“Hallo, Jumbo,” called out Fay. “Come over here and give me a kiss.”

His stupid, handsome face brightened, and some of the scared look disappeared from the eyes.

“Cheer oh, Fay, old girl!” he said huskily. “I’m glad you’re better.”

Claudia and the nurse left the strange married couple together.

At that same moment Colin was tearing open a telegram which his man said had arrived a couple of hours previously. It was from Pat at Le Touquet, and Colin quickly mastered the disquieting contents.
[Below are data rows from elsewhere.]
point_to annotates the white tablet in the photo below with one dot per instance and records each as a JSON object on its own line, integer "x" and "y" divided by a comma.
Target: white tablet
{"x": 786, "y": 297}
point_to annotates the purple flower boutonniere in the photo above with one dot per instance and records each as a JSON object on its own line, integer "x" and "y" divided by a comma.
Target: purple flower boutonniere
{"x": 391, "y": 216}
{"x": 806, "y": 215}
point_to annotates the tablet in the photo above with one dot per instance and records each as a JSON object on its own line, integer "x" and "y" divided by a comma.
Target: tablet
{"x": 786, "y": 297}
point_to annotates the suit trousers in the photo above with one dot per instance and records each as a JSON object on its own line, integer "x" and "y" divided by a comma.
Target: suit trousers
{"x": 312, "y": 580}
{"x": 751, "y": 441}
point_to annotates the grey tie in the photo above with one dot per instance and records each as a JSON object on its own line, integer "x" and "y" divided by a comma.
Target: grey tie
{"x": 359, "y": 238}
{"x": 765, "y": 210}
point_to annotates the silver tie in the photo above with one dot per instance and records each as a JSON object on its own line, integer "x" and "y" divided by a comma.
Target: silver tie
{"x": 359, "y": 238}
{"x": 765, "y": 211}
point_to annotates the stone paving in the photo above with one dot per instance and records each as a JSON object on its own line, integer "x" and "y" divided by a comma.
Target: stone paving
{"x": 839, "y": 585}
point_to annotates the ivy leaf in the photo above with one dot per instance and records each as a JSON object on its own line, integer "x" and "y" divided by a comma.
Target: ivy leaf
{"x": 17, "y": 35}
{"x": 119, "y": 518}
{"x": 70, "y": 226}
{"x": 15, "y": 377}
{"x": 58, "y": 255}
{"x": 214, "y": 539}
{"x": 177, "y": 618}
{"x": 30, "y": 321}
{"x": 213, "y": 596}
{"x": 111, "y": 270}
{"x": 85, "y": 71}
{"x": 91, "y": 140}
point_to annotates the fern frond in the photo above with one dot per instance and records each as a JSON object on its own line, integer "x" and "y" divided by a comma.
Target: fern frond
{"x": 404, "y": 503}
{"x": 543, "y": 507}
Come back quickly and bring Neeburg if possible. Gilbert has had a seizure. Would play eighteen holes. Tried to stop him. Don’t alarm Claudia. No immediate danger.


CHAPTER XXII
A SICK MAN’S FANCY

From the day that Gilbert was brought back to England, some weeks later, Claudia’s life became one of deadly rustic monotony. Neeburg had not been surprised at the seizure. Cardiac trouble not infrequently followed on neglected influenza, he said, and combined with his nervous breakdown was, though not actually dangerous to his life, serious enough to make, for a time, a complete invalid of him. He was kept lying in his bed until he was well enough to be moved from Le Touquet, and then, in answer to his mother’s entreaties—she still seemed vaguely to hold Claudia responsible—he went down to his old home at Wynnstay.